# Data preprocessing
## Preprocessing Airfare dataset
The data is loaded in tictactoe dataframe

In [1]:
import pandas as pd
import numpy as np
import seaborn as sns
import matplotlib.pyplot as plt
pd.options.mode.chained_assignment = None
from sklearn.model_selection import train_test_split

colnames=['top-left-square','top-middle-square','top-right-square','middle-left-square','middle-middle-square','middle-right-square','bottom-left-square','bottom-middle-square','bottom-right-square','Class']
filename = r"E:\Documents\University of Hildesheim\Machine learning lab\lab4\tic-tac-toe.data"
tictactoe = pd.read_csv(filename,delimiter=',',header=None,names=colnames)
tictactoe.head()


KeyboardInterrupt



# Data Analysis
### The dataset has no missing values and all the columns with object values, these could be treated as categorical.

In [None]:
tictactoe.info()

In [None]:
tictactoe = tictactoe.astype('category')

What can be experimented with is a simple categorical encoding, wherein each unique entry is assigned it's own number. Pandas does with relative ease by assigning desired object columns to a category dtype

In [None]:
tictactoe.dtypes

In [None]:
tictactoe=tictactoe.apply(lambda x: x.cat.codes if x.dtype.name == 'category' else x)

In [None]:
tictactoe.dtypes

### It is shown that each categorical column has its unique values

In [None]:
tictactoe.head()

### By counting the number of positive and negative we can see that the datasets has more number of postive than negative values hence it is unbalanced

In [None]:
tictactoe['Class'].value_counts()

### The solution to make the dataset balanced is using stratified sampling.Stratified sampling is a sampling method where the researcher divides the population into separate groups which is called strata then a probability sample is drawn from each group.

In [None]:
def stratify_sample(df, col, samples):
    n = min(samples, df[col].value_counts().min())
    df_ = df.groupby(col).apply(lambda x: x.sample(n))
    df_.index = df_.index.droplevel(0)
    return df_

In [None]:
tictactoe_stratified=stratify_sample(tictactoe, 'Class', 1000)

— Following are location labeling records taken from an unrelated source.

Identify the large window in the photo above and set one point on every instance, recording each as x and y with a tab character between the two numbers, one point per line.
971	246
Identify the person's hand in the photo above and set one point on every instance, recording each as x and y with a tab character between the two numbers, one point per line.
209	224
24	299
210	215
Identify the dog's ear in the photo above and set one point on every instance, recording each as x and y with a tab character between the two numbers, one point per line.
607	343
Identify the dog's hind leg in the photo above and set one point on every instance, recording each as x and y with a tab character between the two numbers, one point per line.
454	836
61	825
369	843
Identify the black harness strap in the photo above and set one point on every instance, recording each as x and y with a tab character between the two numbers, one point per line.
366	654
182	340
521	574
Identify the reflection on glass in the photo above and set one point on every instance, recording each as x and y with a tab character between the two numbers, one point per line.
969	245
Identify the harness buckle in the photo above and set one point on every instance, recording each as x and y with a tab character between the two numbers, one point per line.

### After stratified sampling the number of positive and negative is equal which makes the dataset balanced

In [None]:
tictactoe_stratified['Class'].value_counts()

In [None]:
tictactoe_stratified.head()

In [None]:
features=['top-left-square','top-middle-square','top-right-square','middle-left-square','middle-middle-square','middle-right-square','bottom-left-square','bottom-middle-square','bottom-right-square']
Xdata = tictactoe_stratified[features]
Ydata = tictactoe_stratified['Class']

x_train, x_test, y_train, y_test =train_test_split(Xdata,Ydata,train_size=0.8,test_size=0.2,random_state=0)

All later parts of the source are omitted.